When he was one of The Joint Commission's life safety surveyors, Brad Keyes, CHSP, recalls walking into a hospital around the time of Halloween and seeing three bales of real hay and an actual scarecrow in the lobby.
"Hey, this is Halloween. This is fun and looks nice. Yeah—you're written up," Keyes told attendees at HCPro's "Life Safety Code Solutions for Hospitals" seminar last week in Boston. Keyes is a safety consultant with The Greeley Company, a division of HCPro, Inc., in Marblehead, MA.
The Joint Commission and Life Safety Code ban combustible decorations unless they are flame-resistant, so the hay and scarecrow, while festive, were in fact a potential fire hazard that could result in a citation from surveyors.
That argument doesn't always sway staff members on units, however, who enjoy the chance to spruce up patient care areas with decorations for all the holidays that occur in the coming months.

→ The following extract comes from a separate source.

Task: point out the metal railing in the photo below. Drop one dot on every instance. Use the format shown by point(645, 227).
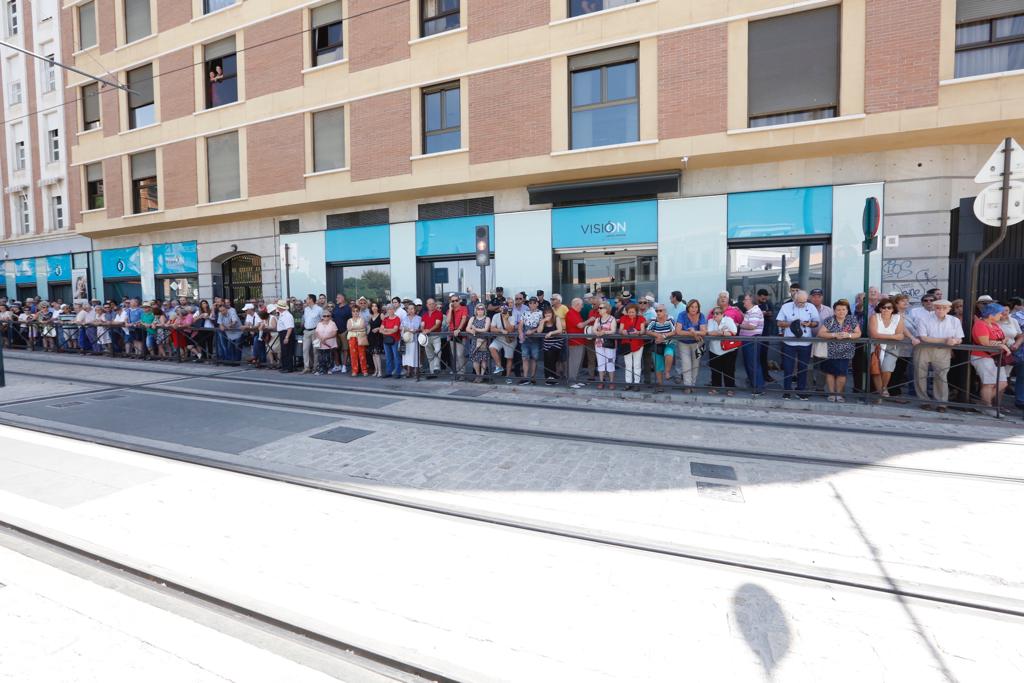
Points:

With Halloween still a few weeks off, now is a good time for CEOs to sit down with safety officers, review decoration policies, and issue annual reminders about what types of decorations employees can properly display. Safety officers risk being viewed as Scrooges without CEOs backing them up on decoration enforcement.
"Most organizations have in a policy that a hazard surveillance or code compliant review shall be conducted," said Claude Baker, CFPS, fire and life safety officer and interim manager of safety and regulatory compliance at the University of Chicago Medical Center.